This is in continuation to my series on the Underappreciated features of Microsoft SQL Server. The series has been inspired from Andy Warren’s editorial on SQLServerCentral.com of the same name.
After a number of posts on my visit to Tech-Ed 2011 (India), we are now back on track and will continue from where we left off. We were discussing the T-SQL related underappreciated features and the next one in line was the PIVOT operator. Because PIVOT has been around since SQL Server 2005, and is simplifies a very important functionality, I was quite surprised to see this on the list of underappreciated features. Hence, I will start off with an introduction, provide and explain an example, and then point out the reader to a couple of reference resources that I used when I was learning this T-SQL enhancement.
Cross-tabs are a very important piece of any OLTP application.

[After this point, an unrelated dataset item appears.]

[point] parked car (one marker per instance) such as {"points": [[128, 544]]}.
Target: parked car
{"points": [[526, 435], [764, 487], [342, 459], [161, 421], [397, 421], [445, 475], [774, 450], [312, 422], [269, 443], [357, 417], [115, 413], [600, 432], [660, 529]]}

These systems typically have large amounts of data – all in great detail, but arranged “row-wise”. This arrangement is very much required for a high-performance OLTP system because it generally involves more incoming transactions and less of read operations. However, not every “row-wise” detail can be put up on a report – it makes great technical sense, but not business sense. For the data to have some business value, it needs to have the ability to be aggregated effectively when requested. What this means is that we need to convert one table-valued expression into another table.
The problem
Let’s take an example. In a sales setup, it is important to measure the number of orders placed by certain employees. In the AdventureWorks2008R2 sample database, this information is stored such that all unique values of interest (EmployeeId and VendorId) are in individual columns.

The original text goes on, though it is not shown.